Avec Karin Keller-Sutter, vous avez renforcé la mixité au sein du Conseil fédéral: existe-t-il des sujets pour lesquels les femmes se retrouvent, malgré les différences politiques, et tiennent tête aux quatre hommes?

Il est reconnu que les équipes mixtes sont utiles: nous, les femmes, nous entendons bien, mais aussi le Conseil fédéral dans son ensemble. Je trouve que la collaboration est très agréable et respectueuse. Nous débattons réellement, quels que soient les partis politiques.

Des voix s’élèvent actuellement pour que la majorité de centre-gauche au Conseil national et au Conseil des États s’impose au Conseil fédéral, au détriment du PLR. Qu’en pensez-vous?

Je ne me mêle pas de ce sujet, la décision revient au Parlement.

J’appréciais tout particulièrement l’engagement précoce de Migros pour les produits locaux et régionaux.

Viola Amherd

Votre parti, le PDC, s’en est tiré à bon compte aux élections, ce qui a surpris plusieurs personnes. Comment est-ce arrivé?

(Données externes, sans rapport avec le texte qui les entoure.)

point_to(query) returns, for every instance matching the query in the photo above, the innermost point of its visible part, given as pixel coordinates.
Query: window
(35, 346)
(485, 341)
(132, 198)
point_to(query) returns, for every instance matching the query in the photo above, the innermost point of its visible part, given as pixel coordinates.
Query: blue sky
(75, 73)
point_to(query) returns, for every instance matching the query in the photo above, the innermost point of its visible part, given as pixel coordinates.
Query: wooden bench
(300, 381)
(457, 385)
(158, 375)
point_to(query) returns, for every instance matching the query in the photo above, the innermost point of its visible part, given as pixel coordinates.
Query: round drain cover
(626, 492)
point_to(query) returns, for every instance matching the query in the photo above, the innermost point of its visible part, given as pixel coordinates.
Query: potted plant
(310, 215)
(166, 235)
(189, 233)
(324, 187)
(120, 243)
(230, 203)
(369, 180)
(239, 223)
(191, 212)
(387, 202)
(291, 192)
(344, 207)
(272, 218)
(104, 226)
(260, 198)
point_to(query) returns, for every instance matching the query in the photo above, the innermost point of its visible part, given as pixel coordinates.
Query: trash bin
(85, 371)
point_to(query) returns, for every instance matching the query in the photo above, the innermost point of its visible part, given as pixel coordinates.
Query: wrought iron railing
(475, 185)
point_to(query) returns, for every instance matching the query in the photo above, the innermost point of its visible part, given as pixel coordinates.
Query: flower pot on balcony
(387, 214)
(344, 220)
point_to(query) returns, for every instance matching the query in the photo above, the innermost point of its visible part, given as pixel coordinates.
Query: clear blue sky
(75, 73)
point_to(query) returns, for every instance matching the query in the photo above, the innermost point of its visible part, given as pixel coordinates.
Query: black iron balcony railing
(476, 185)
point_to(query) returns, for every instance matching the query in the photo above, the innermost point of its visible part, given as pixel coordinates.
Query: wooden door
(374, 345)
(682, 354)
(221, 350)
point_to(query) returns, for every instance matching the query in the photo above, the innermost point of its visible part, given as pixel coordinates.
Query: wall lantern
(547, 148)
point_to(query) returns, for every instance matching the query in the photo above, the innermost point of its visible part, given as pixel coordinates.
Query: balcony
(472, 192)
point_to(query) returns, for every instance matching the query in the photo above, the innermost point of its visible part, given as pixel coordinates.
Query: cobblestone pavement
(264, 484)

À vrai dire, je m’attendais à ces résultats. La polarisation n’apporte pas grand-chose. À l’inverse, le PDC joue un rôle de bâtisseur de ponts et s’efforce de trouver des solutions de consensus, et je pense que cela a été salué. Les citoyens veulent que nous trouvions des solutions.

Du fait de la diversité de ses positions, le PDC reste difficile à classer...

Certes, il est plus simple du point de vue de la communication de représenter clairement une seule position. Mais dans les faits, la diversité est une chance, parce que de nombreux débats ont déjà lieu en interne et que cela peut déboucher sur des solutions de compromis. Pour moi, c’est un vrai avantage.

Vous siégiez auparavant au conseil d’administration de la coopérative Migros Valais. Quel regard portez-vous sur cette époque?

Je garde d’excellents souvenirs de cette période à Migros Valais. J’appréciais tout particulièrement l’engagement précoce de Migros pour les produits locaux et régionaux. Aujourd’hui c’est devenu la mode. J’étais également convaincue par son engagement social en tant qu’employeur et le Pour-cent culturel.

Votre vie a dû changer depuis votre entrée au Conseil fédéral. Avez-vous encore du temps pour votre vie privée et vos passions?

Tout a changé. Le rythme est plus soutenu, mon emploi du temps est beaucoup plus rempli et souvent hors de mon contrôle. Ce n’est pas facile d’inclure du temps libre. Quand un rendez-vous est annulé, je dois bloquer le créneau, sinon il est rempli en quelques minutes. J’essaie de garder mes week-ends les plus libres possible, pour me reposer.

Comment vous reposez-vous?

Je dors beaucoup et je passe du temps à l’air libre: je fais de la randonnée, du vélo et, dès qu’il y a de la neige, je vais skier.